I have to say, the foliage is lovely.


----------



## tomkalina (Dec 12, 2019)

You can always grow it one as a foliage plant and hope for the best as far as blooming it. That's if you have enough space.


----------



## Silverwhisp (Dec 12, 2019)

Thanks, Tom. I have do enough space, at the moment.


----------



## Linus_Cello (Dec 12, 2019)

Does the tag indicate the Roth parent? Some Roths are reluctant to bloom; if it's one of these, then yes a foliage plant (I have 2 of these as foliage plant, and 3 dolgoldi's also foliage plants).


----------



## Silverwhisp (Dec 12, 2019)

Linus—unfortunately, it does not.


----------



## Greenpaph (Dec 13, 2019)

Pat,
I have a Delrosii from the Bill Romanoff collection. I have had it for at least 25 years. I only bloomed it once a few years ago! Brought it from very light (Cattleya) to a shadier spot. I agree with Tom K. Get a more recently made hybrid.


----------



## Silverwhisp (Dec 13, 2019)

Greenpaph said:


> Pat,
> I have a Delrosii from the Bill Romanoff collection. I have had it for at least 25 years. I only bloomed it once a few years ago! Brought it from very light (Cattleya) to a shadier spot. I agree with Tom K. Get a more recently made hybrid.

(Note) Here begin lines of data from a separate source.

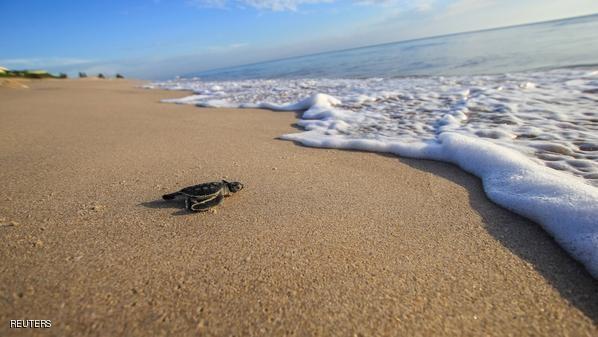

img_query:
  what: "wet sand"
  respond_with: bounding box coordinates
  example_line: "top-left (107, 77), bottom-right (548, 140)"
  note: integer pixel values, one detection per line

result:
top-left (0, 79), bottom-right (598, 336)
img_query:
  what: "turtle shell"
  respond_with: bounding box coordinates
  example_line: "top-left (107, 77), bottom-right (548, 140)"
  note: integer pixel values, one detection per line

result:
top-left (181, 181), bottom-right (224, 198)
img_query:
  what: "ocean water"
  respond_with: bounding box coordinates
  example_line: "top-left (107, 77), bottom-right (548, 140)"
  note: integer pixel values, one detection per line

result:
top-left (147, 15), bottom-right (598, 278)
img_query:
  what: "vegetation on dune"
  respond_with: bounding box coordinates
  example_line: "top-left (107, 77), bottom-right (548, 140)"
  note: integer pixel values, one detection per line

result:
top-left (0, 68), bottom-right (68, 78)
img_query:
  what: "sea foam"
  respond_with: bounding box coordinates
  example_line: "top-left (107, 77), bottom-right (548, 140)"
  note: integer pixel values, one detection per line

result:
top-left (147, 69), bottom-right (598, 278)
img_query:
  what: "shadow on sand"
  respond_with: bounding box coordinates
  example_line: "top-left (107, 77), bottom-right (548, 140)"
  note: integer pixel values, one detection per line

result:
top-left (139, 198), bottom-right (192, 216)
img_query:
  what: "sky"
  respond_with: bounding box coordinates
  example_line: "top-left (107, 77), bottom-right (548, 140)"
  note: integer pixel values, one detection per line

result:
top-left (0, 0), bottom-right (598, 79)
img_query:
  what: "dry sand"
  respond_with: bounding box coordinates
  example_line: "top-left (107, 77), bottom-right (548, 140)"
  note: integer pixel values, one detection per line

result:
top-left (0, 80), bottom-right (598, 336)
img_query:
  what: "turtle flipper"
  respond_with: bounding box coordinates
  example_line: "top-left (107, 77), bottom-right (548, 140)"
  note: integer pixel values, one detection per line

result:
top-left (162, 192), bottom-right (181, 200)
top-left (185, 193), bottom-right (224, 212)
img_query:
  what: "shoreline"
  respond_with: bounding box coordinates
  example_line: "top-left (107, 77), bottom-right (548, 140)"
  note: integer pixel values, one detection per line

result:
top-left (0, 80), bottom-right (598, 336)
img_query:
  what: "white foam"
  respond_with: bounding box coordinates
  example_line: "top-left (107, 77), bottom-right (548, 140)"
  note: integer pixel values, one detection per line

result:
top-left (149, 69), bottom-right (598, 278)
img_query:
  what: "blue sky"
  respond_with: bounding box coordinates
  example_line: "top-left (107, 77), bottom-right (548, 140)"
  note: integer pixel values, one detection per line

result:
top-left (0, 0), bottom-right (598, 79)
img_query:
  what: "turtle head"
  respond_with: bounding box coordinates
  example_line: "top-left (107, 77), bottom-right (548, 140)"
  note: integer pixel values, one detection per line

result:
top-left (223, 180), bottom-right (243, 193)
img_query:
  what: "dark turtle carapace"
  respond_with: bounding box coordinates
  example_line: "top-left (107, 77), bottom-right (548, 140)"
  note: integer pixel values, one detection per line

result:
top-left (162, 180), bottom-right (243, 212)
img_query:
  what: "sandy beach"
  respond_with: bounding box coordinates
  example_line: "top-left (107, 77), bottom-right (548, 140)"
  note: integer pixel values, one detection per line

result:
top-left (0, 79), bottom-right (598, 336)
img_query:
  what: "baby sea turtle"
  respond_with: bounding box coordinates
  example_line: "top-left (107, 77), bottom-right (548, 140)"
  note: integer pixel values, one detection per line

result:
top-left (162, 180), bottom-right (243, 212)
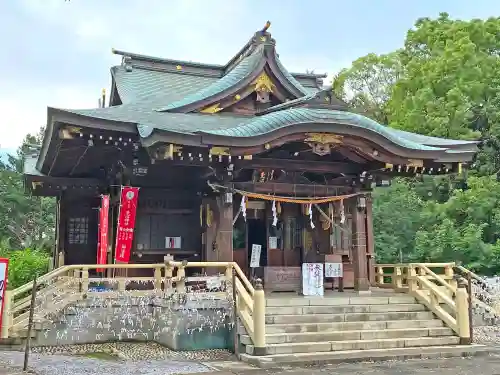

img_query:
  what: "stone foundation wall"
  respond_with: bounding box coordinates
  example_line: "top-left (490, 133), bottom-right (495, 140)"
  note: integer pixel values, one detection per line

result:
top-left (32, 295), bottom-right (233, 350)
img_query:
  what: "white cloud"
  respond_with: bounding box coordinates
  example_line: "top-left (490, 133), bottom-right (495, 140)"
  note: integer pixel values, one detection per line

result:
top-left (0, 86), bottom-right (99, 149)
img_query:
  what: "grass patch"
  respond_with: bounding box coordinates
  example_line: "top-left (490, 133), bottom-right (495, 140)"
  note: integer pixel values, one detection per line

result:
top-left (79, 352), bottom-right (120, 361)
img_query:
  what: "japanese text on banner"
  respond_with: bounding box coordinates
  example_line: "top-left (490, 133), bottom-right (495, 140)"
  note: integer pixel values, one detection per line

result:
top-left (115, 186), bottom-right (139, 263)
top-left (97, 195), bottom-right (109, 272)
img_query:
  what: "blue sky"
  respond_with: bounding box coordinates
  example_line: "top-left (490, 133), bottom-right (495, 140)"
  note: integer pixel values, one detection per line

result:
top-left (0, 0), bottom-right (500, 148)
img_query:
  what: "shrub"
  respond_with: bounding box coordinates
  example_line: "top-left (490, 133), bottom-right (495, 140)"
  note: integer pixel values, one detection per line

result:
top-left (0, 249), bottom-right (49, 289)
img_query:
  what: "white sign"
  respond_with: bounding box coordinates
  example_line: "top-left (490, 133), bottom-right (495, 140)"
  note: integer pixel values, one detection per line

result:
top-left (165, 237), bottom-right (181, 249)
top-left (302, 263), bottom-right (325, 296)
top-left (325, 263), bottom-right (344, 277)
top-left (0, 258), bottom-right (9, 330)
top-left (269, 237), bottom-right (278, 249)
top-left (250, 244), bottom-right (262, 268)
top-left (206, 276), bottom-right (222, 290)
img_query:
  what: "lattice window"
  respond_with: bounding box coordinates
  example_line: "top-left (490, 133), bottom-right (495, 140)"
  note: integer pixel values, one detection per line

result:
top-left (285, 217), bottom-right (303, 249)
top-left (68, 217), bottom-right (89, 245)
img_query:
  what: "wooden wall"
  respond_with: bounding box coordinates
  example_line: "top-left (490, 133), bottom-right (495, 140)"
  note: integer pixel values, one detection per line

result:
top-left (133, 188), bottom-right (201, 262)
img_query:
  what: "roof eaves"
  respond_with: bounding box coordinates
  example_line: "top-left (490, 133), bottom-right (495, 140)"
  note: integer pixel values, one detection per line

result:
top-left (157, 45), bottom-right (265, 112)
top-left (111, 48), bottom-right (224, 69)
top-left (268, 48), bottom-right (310, 98)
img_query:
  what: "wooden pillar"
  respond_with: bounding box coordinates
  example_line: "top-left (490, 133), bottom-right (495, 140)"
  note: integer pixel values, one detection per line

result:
top-left (216, 194), bottom-right (233, 262)
top-left (350, 198), bottom-right (370, 292)
top-left (51, 194), bottom-right (64, 269)
top-left (202, 197), bottom-right (218, 264)
top-left (366, 194), bottom-right (375, 285)
top-left (57, 191), bottom-right (68, 267)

Oh dear! Once in 25 years.... well, by that calculation, mine should be about due (2019-1993 = 26 years)!


----------



## Ozpaph (Dec 14, 2019)

Give it high light for a year - then the rubbish bin


----------



## Silverwhisp (Dec 14, 2019)

Ozpaph said:


> Give it high light for a year - then the rubbish bin


Thanks. It’ll definitely get a year. High light is no problem, either.


----------